A common method could be to select (odd) $\mu$ at random in some appropriate interval until $\gcd(\mu,\phi)=1$ is satisfied. In the context of RSA, it is fine (if we ignore performance an interoperability issues) to choose an RSA exponent at random in $[3\dots\phi-3]$ that is coprime with $\phi=(p−1)(q−1)$.

Another option would to restrict to prime $\mu$, which increases the odds that $\gcd(\mu,\phi)=1$: for random choice of large primes $p$ and $q$, a moderate prime $\mu$ has odds $({\mu-2\over\mu-1})^2$ to be acceptable. For example, $\mu=65537$ (the most common choice for RSA) would likely be fine.

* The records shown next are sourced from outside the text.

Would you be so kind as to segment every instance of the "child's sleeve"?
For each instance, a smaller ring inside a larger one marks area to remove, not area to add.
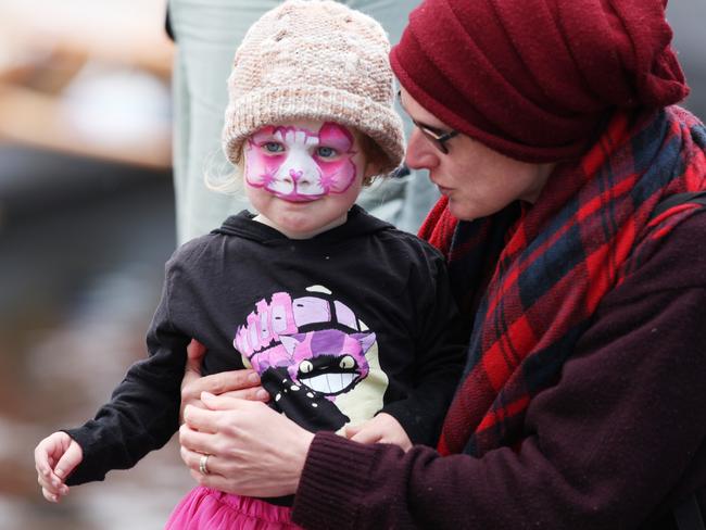
[[[414,390],[381,412],[394,416],[413,443],[433,446],[463,370],[470,323],[458,315],[441,254],[429,248],[424,263],[412,286],[418,293]]]
[[[103,480],[111,469],[133,467],[163,446],[179,427],[180,386],[189,337],[169,318],[171,274],[147,336],[149,356],[135,363],[111,401],[81,427],[66,429],[84,458],[66,483]]]

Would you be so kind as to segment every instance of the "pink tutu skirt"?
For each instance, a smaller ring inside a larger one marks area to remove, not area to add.
[[[174,508],[167,530],[275,530],[300,529],[291,519],[292,508],[266,501],[230,495],[198,487]]]

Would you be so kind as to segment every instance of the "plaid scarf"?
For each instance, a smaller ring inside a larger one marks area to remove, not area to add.
[[[455,219],[445,198],[434,206],[419,234],[445,254],[457,302],[475,316],[442,454],[521,441],[530,401],[557,381],[601,299],[696,211],[651,219],[666,197],[706,189],[705,147],[704,125],[677,106],[619,113],[578,164],[555,168],[533,206],[474,222]]]

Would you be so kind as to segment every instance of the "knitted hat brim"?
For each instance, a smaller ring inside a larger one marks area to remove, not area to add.
[[[391,173],[402,164],[402,119],[392,108],[323,86],[267,87],[231,99],[223,130],[226,157],[238,163],[249,136],[267,125],[295,119],[336,122],[367,135],[386,155],[380,174]]]

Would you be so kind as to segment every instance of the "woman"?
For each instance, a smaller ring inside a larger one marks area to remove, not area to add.
[[[391,53],[406,162],[444,195],[421,235],[470,329],[439,449],[314,436],[205,393],[180,431],[200,483],[297,493],[305,528],[661,529],[703,504],[706,215],[682,193],[706,189],[706,130],[671,106],[689,89],[664,3],[412,13]],[[192,378],[187,401],[211,388]]]

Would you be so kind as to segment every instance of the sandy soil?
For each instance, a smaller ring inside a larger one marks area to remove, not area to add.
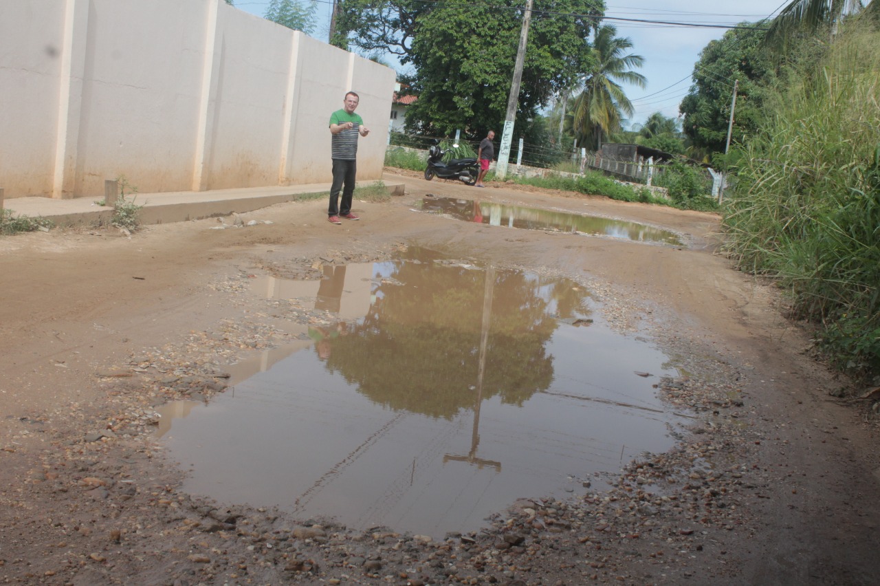
[[[407,174],[407,194],[323,200],[217,219],[0,239],[0,580],[10,583],[876,583],[880,463],[871,405],[788,322],[778,291],[715,253],[717,217],[514,186]],[[427,194],[634,220],[655,246],[509,231],[412,211]],[[231,218],[224,218],[231,223]],[[252,275],[319,278],[327,262],[419,244],[564,275],[621,329],[647,332],[687,376],[658,392],[697,414],[675,450],[584,499],[511,503],[486,528],[429,541],[393,528],[228,507],[183,493],[155,407],[206,399],[224,369],[280,343],[283,316],[241,292]]]

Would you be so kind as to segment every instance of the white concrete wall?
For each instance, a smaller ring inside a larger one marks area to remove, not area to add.
[[[329,182],[330,114],[364,123],[379,179],[394,71],[223,0],[0,2],[7,198]]]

When candidates for $\mu$ are examined in prescribed order, from the choice of $\mu$ a little information leaks about $\phi$; this is usually a non-issue.


If we somewhat must arrange that $\mu$ be chosen without knowledge of $\phi=(p-1)\cdot(q-1)$, one option is to select distinct primes $p$ and $q$ of some bit size $b$ such that $(p−1)/2$ and $(q−1)/2$ are primes; in this way, any odd $\mu$ less than $b-1$ bits verifies $\gcd(\mu,\phi)=1$.